Yaroslav is playing a computer game, and at one of the levels, he encountered $ n $ mushrooms arranged in a row. Each mushroom has its own level of toxicity; the $ i $ -th mushroom from the beginning has a toxicity level of $ a_i $ . Yaroslav can choose two integers $ 1 \le l \le r \le n $ , and then his character will take turns from left to right to eat mushrooms from this subsegment one by one, i.e., the mushrooms with numbers $ l, l+1, l+2, \ldots, r $ . The character has a toxicity level $ g $ , initially equal to $ 0 $ . The computer game is defined by the number $ x $ — the maximum toxicity level at any given time. When eating a mushroom with toxicity level $ k $ , the following happens: 1. The toxicity level of the character is increased by $ k $ . 2. If $ g \leq x $ , the process continues; otherwise, $ g $ becomes zero and the process continues. Yaroslav became interested in how many ways there are to choose the values of $ l $ and $ r $ such that the final value of $ g $ is not zero. Help Yaroslav find this number!

Each test consists of multiple test cases. The first line contains an integer $ t $ ( $ 1 \le t \le 10^{4} $ ) — the number of test cases. Then follows the description of the test cases. The first line of each test case contains two integers $ n $ , $ x $ ( $ 1 \leq n \leq 2 \cdot 10^5, 1 \le x \le 10^9 $ ) — the number of mushrooms and the maximum toxicity level. The second line of each test case contains $ n $ numbers $ a_1, a_2, \ldots, a_n $ ( $ 1 \leq a_i \leq 10^9 $ ). It is guaranteed that the sum of $ n $ over all test cases does not exceed $ 2 \cdot 10^5 $ .

For each test case, output a single number — the number of subsegments such that the final value of $ g $ will not be zero.
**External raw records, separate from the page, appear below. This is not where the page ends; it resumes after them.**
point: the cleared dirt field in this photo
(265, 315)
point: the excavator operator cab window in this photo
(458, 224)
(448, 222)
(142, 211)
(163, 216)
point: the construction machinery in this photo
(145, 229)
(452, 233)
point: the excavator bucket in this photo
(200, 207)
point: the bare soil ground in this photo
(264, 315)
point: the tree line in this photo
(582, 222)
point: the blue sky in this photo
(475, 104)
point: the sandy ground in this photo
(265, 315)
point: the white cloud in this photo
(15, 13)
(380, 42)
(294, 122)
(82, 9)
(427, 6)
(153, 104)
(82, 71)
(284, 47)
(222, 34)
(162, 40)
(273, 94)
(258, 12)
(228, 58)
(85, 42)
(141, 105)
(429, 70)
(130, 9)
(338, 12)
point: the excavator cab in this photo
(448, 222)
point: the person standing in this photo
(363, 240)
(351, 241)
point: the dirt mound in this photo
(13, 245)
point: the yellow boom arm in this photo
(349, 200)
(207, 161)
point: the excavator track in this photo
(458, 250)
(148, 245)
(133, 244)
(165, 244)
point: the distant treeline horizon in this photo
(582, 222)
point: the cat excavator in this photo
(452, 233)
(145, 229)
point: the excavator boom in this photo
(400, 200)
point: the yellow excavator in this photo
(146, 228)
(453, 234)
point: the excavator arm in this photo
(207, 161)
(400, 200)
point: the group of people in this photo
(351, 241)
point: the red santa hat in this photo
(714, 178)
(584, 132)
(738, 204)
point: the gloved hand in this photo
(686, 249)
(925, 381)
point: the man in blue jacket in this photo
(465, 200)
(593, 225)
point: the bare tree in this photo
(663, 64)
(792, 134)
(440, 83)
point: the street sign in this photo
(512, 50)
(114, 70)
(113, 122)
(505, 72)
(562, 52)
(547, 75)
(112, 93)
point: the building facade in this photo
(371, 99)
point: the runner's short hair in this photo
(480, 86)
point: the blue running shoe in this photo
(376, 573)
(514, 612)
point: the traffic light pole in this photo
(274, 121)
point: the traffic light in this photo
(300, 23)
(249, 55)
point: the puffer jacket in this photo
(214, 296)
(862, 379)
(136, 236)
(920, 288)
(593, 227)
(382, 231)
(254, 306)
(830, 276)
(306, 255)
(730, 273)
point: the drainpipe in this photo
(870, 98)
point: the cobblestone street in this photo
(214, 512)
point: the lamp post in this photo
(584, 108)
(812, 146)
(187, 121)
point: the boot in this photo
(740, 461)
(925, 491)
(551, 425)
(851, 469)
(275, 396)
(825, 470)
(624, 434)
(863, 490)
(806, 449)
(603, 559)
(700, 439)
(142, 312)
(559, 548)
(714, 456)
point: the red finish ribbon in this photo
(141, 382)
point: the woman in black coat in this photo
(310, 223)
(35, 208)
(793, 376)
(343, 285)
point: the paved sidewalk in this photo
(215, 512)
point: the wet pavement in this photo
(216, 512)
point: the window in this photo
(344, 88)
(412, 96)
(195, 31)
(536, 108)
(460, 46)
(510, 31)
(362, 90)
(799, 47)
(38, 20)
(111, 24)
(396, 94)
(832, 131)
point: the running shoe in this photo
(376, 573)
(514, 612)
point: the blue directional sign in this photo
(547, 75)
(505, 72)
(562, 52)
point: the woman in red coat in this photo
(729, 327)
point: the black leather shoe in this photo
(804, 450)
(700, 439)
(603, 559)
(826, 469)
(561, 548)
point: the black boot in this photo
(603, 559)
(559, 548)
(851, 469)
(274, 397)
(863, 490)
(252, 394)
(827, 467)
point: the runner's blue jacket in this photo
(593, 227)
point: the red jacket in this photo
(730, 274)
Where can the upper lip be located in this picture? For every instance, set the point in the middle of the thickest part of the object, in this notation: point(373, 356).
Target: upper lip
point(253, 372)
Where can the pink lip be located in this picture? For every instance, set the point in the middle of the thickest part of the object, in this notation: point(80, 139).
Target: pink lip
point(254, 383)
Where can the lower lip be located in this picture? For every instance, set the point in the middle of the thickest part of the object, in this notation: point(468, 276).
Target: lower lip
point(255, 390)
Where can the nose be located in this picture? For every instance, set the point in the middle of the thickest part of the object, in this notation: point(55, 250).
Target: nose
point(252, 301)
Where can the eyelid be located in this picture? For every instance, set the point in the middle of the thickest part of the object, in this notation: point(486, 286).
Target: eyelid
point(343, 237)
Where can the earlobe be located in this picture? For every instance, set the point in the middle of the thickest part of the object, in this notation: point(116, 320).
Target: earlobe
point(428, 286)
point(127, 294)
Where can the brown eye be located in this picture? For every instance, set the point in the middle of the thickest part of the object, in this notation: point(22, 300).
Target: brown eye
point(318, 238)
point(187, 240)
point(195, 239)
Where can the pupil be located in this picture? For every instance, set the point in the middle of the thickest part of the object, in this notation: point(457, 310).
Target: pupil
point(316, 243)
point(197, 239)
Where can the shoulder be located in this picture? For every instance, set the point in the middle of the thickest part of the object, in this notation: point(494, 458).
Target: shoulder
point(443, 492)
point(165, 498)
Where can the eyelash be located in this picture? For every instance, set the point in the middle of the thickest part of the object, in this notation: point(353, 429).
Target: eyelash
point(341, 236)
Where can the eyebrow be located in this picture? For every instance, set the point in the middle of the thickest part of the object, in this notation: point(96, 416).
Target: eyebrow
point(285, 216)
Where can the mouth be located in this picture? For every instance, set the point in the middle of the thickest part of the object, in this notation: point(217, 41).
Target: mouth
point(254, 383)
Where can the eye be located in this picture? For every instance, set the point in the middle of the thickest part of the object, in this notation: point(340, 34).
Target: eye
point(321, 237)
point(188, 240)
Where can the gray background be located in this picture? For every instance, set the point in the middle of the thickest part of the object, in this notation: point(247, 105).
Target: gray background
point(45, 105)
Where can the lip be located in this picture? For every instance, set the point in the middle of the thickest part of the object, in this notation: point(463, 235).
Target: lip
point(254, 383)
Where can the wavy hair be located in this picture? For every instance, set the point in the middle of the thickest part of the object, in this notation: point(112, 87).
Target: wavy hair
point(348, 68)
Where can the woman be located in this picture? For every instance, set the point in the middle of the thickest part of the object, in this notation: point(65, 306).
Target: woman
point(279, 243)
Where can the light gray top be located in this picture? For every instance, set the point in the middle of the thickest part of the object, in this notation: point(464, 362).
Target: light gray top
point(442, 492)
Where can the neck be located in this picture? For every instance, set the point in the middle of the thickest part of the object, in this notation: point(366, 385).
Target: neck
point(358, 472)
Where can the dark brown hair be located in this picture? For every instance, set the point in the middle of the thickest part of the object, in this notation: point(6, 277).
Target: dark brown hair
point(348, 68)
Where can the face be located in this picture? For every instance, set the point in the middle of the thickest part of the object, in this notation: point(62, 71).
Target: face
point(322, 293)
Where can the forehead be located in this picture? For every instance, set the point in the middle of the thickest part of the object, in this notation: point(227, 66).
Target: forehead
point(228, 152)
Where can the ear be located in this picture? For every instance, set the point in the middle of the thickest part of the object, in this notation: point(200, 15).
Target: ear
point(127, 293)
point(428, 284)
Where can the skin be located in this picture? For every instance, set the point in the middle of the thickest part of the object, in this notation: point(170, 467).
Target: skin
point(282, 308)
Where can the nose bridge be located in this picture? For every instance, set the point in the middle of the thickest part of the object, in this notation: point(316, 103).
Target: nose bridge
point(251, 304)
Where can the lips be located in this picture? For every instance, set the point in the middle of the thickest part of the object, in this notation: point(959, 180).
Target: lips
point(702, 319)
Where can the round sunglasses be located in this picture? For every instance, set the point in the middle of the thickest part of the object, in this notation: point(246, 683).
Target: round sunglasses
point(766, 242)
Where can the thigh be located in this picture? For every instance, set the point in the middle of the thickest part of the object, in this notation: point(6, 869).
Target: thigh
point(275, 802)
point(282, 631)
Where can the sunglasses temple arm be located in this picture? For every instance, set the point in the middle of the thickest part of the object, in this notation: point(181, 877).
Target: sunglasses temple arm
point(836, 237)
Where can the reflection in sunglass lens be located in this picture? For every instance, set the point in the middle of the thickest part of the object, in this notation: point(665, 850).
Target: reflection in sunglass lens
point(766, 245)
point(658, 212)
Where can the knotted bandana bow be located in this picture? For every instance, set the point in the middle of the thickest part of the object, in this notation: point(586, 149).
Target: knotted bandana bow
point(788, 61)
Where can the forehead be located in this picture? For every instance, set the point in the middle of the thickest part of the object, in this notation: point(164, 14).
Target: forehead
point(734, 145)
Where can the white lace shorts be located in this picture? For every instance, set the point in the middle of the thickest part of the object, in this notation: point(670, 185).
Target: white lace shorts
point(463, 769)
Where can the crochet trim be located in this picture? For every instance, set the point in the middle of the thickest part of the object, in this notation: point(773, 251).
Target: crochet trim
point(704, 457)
In the first test case, the subsegments $ (1, 1) $ , $ (1, 2) $ , $ (1, 4) $ , $ (2, 2) $ , $ (2, 3) $ , $ (3, 3) $ , $ (3, 4) $ and $ (4, 4) $ are suitable. In the second test case, non-zero $ g $ will remain only on the subsegments $ (1, 1) $ and $ (2, 2) $ . In the third test case, on the only possible subsegment, $ g $ will be zero.